Our Model of Intervention Is Limited
The most dramatic safety improvements so far demonstrated have been those with a strong focus on a core clinical issue and a relatively narrow timescale. These interventions, such as the surgical safety checklist and the control of central line infections, are of course far from simple in the sense that they have only succeeded because of a sophisticated approach to clinical engagement and implementation. More general system improvements may extend to an entire patient pathway. For instance the introduction of the SURPASS system using checklists and other improvements to communication along the entire surgical pathway and showed a reduction in surgery complications (de Vries et al. 2010). Bar coding and other systems have massively enhanced the reliability of blood transfusion systems, incrementally improving each step of the pathway (Murphy et al. 2013).

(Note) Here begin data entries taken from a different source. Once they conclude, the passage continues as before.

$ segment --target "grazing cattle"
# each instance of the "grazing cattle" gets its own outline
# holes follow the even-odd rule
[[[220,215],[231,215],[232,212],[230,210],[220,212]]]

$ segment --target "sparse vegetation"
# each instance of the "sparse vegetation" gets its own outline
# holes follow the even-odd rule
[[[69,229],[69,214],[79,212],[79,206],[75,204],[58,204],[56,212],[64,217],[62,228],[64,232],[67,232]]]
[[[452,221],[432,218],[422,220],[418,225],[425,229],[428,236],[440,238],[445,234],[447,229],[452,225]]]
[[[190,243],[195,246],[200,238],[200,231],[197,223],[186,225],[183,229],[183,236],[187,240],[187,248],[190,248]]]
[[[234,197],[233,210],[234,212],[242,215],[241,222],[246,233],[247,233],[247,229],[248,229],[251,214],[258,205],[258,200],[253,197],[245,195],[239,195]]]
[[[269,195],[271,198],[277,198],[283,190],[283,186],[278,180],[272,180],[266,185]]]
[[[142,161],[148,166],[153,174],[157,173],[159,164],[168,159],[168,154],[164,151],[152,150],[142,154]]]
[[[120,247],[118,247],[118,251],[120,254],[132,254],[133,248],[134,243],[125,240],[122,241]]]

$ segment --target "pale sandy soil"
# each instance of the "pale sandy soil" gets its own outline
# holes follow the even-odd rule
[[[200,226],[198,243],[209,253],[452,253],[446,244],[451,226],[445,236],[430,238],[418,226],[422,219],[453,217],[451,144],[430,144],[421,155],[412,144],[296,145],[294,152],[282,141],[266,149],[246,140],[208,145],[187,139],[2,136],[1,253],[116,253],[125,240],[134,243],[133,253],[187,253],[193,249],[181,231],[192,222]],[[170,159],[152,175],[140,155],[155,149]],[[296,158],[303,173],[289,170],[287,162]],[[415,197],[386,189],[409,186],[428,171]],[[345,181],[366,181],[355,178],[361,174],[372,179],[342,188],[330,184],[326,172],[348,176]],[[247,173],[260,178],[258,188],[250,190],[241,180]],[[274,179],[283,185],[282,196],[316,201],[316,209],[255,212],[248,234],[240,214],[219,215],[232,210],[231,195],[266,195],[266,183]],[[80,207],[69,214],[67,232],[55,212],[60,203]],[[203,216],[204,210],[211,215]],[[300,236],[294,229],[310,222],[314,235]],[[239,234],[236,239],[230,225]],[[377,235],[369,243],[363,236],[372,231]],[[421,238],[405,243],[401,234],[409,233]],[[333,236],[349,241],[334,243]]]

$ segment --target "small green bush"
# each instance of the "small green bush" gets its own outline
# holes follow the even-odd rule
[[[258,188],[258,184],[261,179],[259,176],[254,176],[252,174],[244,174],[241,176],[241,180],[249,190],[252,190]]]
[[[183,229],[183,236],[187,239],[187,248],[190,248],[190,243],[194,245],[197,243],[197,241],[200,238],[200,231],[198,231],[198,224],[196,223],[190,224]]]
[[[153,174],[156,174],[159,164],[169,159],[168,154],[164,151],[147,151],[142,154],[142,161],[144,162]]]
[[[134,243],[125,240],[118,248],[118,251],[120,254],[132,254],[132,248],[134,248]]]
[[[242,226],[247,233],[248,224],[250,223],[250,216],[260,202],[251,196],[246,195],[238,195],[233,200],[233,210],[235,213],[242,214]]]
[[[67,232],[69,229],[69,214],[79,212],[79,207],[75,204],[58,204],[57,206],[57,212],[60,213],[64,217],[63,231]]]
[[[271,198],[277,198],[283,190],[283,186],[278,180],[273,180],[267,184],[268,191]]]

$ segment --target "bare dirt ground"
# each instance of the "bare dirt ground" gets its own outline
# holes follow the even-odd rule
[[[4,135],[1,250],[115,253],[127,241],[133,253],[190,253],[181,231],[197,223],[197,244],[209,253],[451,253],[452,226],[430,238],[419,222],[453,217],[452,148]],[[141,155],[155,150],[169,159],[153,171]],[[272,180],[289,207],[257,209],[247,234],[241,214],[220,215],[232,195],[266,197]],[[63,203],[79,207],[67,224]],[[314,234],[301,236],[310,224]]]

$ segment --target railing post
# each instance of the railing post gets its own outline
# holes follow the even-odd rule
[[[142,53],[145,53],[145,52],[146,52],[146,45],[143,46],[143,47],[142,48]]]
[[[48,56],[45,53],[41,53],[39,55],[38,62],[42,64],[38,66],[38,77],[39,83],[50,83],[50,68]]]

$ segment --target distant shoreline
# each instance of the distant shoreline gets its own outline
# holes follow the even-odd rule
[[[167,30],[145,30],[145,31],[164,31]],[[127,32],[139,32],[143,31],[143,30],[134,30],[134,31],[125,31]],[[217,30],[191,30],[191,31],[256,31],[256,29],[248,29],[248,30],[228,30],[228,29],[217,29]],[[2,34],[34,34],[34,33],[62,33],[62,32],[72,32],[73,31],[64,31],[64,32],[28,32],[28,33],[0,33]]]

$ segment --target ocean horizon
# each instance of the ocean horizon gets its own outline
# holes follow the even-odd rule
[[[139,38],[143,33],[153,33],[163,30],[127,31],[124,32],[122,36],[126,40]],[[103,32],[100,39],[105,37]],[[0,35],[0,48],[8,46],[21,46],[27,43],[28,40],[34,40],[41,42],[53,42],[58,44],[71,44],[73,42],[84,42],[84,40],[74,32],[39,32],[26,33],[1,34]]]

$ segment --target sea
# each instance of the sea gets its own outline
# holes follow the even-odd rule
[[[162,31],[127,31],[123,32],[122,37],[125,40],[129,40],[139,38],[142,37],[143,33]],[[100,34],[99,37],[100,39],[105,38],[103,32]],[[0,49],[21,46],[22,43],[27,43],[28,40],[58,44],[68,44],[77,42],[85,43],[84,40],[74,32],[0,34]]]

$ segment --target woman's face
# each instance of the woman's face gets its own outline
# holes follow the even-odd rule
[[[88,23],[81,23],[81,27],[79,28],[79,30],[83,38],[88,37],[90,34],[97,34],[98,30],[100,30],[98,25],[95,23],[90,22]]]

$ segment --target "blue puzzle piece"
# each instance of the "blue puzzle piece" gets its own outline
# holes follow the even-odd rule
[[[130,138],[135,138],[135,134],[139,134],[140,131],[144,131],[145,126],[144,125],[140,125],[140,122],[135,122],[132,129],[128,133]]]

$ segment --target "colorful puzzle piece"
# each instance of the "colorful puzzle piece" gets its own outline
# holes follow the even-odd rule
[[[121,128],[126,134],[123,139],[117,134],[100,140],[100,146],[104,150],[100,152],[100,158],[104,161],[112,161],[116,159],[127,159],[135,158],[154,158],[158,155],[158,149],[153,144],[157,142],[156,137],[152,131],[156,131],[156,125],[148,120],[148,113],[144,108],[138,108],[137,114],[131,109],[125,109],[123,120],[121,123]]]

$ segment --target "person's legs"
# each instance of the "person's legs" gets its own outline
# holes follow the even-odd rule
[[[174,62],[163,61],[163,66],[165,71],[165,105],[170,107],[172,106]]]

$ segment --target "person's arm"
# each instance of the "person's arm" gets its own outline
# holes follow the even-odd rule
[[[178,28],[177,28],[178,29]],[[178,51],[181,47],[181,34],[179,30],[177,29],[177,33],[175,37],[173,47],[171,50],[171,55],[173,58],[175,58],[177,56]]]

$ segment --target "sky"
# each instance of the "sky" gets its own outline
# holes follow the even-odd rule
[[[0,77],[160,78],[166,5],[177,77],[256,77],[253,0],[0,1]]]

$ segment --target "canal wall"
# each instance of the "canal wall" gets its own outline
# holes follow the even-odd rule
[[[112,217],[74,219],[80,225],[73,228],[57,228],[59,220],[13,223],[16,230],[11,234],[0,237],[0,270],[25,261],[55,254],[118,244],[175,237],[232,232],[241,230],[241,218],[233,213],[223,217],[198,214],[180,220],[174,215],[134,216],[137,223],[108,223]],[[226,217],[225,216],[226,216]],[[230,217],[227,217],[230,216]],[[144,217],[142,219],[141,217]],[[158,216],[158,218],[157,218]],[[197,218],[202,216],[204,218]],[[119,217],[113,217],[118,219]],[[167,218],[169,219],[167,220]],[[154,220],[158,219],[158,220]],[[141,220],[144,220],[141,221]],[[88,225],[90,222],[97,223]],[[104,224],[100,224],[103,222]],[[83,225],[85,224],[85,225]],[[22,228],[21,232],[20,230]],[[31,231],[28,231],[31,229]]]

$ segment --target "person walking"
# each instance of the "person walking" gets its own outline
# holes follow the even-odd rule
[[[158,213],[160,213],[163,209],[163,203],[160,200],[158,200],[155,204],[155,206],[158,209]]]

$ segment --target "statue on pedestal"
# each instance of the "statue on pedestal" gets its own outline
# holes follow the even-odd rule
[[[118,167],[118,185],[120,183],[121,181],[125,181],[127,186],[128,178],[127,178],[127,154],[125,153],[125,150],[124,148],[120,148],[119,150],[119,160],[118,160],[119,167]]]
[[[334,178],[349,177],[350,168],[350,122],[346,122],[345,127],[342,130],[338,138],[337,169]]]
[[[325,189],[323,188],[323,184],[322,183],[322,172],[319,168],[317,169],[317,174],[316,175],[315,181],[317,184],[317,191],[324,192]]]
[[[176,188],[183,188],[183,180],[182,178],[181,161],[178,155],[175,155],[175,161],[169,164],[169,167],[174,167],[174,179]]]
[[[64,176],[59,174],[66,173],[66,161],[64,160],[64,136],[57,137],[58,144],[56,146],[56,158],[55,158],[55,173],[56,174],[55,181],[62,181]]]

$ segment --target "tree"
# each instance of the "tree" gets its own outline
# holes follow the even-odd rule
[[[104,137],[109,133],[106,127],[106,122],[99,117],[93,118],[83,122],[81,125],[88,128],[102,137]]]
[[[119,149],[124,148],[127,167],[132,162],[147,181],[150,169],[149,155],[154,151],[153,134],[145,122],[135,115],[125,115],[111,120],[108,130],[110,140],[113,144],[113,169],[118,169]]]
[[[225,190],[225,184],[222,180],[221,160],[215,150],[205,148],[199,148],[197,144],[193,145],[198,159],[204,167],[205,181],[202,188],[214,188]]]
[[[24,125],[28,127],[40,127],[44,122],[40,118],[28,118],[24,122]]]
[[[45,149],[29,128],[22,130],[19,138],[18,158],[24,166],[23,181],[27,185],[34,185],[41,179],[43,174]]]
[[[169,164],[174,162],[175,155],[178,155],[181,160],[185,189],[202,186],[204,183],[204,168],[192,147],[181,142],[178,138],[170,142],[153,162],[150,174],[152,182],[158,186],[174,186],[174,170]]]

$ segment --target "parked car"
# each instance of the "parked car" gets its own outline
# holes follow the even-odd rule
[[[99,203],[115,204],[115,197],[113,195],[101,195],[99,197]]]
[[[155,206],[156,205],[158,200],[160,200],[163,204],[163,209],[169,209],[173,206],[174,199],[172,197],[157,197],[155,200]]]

We should however be wary of modelling all future safety interventions on our most visible successes. At the moment the primary focus is on developing interventions to address specific harms or to improve reliability at specific points in a care process. This, entirely reasonable, approach is evolving to include the reliability of entire care pathways or areas of care (such as an out-patient clinic). We will argue however that, in addition to increasing reliability, we also need to develop proactive strategies to manage risk on an ongoing basis, particularly in less controlled environments. There is also a class of strategies and interventions, particularly those that focus on detecting and responding to deviations, that are particularly critical for preventing harm to patients. These approaches do not feature as strongly in the classical quality and safety armament.

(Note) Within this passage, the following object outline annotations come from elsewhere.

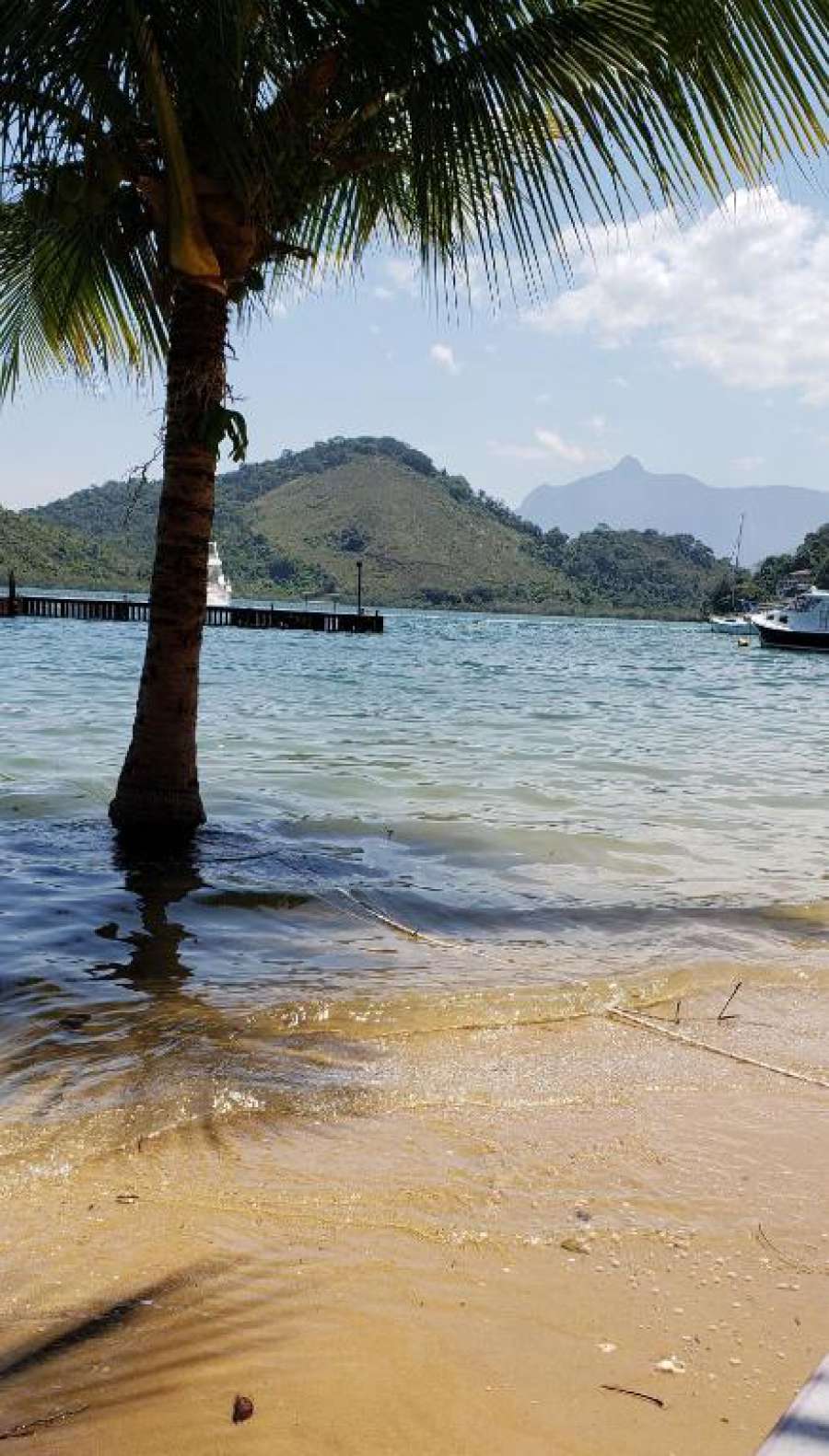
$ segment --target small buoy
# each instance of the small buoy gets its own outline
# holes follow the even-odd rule
[[[233,1425],[239,1425],[240,1421],[249,1421],[254,1414],[254,1402],[249,1395],[237,1395],[233,1401],[233,1411],[230,1418]]]

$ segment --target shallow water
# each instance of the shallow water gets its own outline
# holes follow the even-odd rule
[[[335,1115],[377,1038],[829,971],[825,658],[538,617],[208,630],[210,826],[124,863],[105,807],[141,649],[0,630],[9,1153],[22,1109],[60,1168],[77,1098],[102,1146]]]

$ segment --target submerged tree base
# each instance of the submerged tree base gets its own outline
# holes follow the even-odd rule
[[[159,836],[160,843],[192,834],[205,823],[198,785],[189,789],[138,788],[119,783],[109,805],[114,827],[130,839]]]

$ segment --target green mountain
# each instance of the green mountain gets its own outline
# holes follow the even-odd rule
[[[96,582],[106,559],[114,585],[127,566],[146,584],[157,501],[157,482],[111,480],[17,520],[98,547]],[[216,537],[237,594],[353,600],[363,561],[364,601],[380,607],[695,616],[724,569],[692,536],[542,531],[420,450],[374,437],[326,440],[221,475]],[[48,578],[42,565],[39,579],[61,579],[60,565]]]

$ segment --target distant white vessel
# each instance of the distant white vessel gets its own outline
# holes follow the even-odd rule
[[[755,612],[752,622],[763,646],[829,652],[829,591],[812,587],[785,606]]]
[[[708,622],[712,632],[726,632],[728,636],[746,636],[758,630],[752,619],[742,612],[734,613],[734,616],[708,617]]]
[[[230,585],[230,578],[224,575],[221,568],[219,546],[216,542],[211,542],[207,553],[207,606],[229,607],[232,596],[233,587]]]

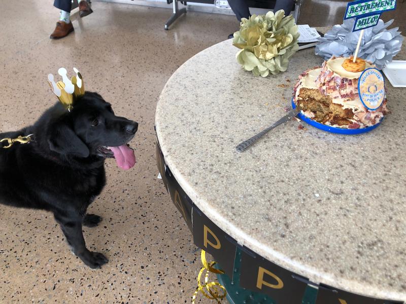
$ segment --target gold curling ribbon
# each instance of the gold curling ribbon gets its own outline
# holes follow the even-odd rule
[[[201,253],[200,254],[200,258],[201,259],[201,262],[203,264],[203,267],[200,270],[199,275],[197,276],[197,288],[196,288],[196,291],[193,293],[193,297],[192,297],[192,304],[195,304],[196,298],[197,296],[197,294],[199,291],[206,297],[207,298],[212,300],[216,300],[218,303],[220,302],[220,301],[225,297],[227,295],[227,291],[225,290],[224,286],[222,285],[219,283],[217,282],[209,282],[209,273],[213,273],[215,274],[220,274],[222,275],[224,273],[222,270],[216,269],[213,267],[216,263],[216,262],[213,261],[208,262],[206,260],[206,252],[204,250],[201,250]],[[205,276],[205,284],[201,284],[201,275],[203,272],[206,271],[206,274]],[[207,289],[209,294],[205,291],[205,288]],[[220,294],[221,289],[223,289],[223,292]]]

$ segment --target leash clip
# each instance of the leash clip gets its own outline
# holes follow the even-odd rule
[[[26,135],[25,136],[22,136],[21,135],[20,135],[17,138],[3,138],[0,140],[0,142],[7,141],[9,143],[8,145],[3,146],[3,148],[5,149],[7,149],[11,147],[11,146],[12,146],[15,142],[18,142],[20,143],[29,143],[29,142],[31,141],[31,136],[33,134],[29,134],[29,135]]]

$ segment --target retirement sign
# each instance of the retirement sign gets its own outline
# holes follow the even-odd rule
[[[396,0],[361,0],[347,5],[344,20],[362,15],[381,13],[396,9]]]

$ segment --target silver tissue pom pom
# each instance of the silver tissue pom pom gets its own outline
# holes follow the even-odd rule
[[[316,55],[327,60],[333,56],[350,57],[354,54],[361,31],[352,32],[355,19],[344,20],[341,25],[336,25],[319,39],[320,43],[316,46]],[[403,37],[399,27],[387,30],[386,28],[393,19],[386,23],[380,19],[375,26],[365,29],[359,47],[358,57],[371,62],[377,68],[392,61],[392,57],[400,51]]]

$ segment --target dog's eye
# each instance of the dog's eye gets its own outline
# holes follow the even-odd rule
[[[98,125],[98,121],[95,118],[92,122],[92,127],[96,127],[97,125]]]

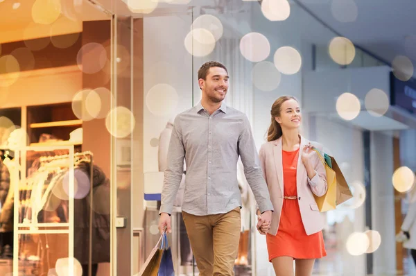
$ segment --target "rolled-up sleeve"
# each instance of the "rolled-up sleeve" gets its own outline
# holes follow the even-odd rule
[[[260,212],[273,211],[273,205],[263,178],[263,171],[247,117],[244,117],[242,130],[239,137],[239,152],[244,166],[244,174],[250,185]]]
[[[182,178],[184,157],[185,149],[182,140],[180,118],[177,116],[175,119],[169,142],[168,165],[164,172],[162,202],[159,214],[172,213],[173,203]]]

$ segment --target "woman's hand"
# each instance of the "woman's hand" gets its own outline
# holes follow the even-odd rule
[[[257,214],[257,222],[259,222],[261,219],[261,215],[259,216],[259,214]],[[270,222],[264,222],[259,227],[259,226],[257,227],[257,230],[259,231],[259,233],[260,233],[262,235],[265,235],[270,229]]]
[[[308,166],[308,164],[311,163],[312,157],[315,153],[315,151],[312,150],[313,148],[313,146],[312,146],[311,143],[309,143],[309,144],[305,146],[302,150],[302,162],[303,162],[304,165],[305,165],[305,166]]]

We also need to recognise that safety, for any person or organisation, is always only one of a number of objectives. For instance, many sports involve an element of risk and potential harm. When we become patients we necessarily accept the risks of healthcare in pursuit of other benefits. Similarly a healthcare organisation can never treat safety as the sole objective, even if they say safety is their 'top priority'. Of necessity, safety is always only one consideration in a broader endeavour, whether in healthcare or in any other field. As an oil executive expressed it: 'Safety is not our top priority. Getting oil out of the ground is our priority. However, when safety and productivity conflict, then safety takes precedence' (Vincent 2010). Similarly, in healthcare, the main objective is providing healthcare to large numbers of people at a reasonable cost, but this needs to be done as safely as possible.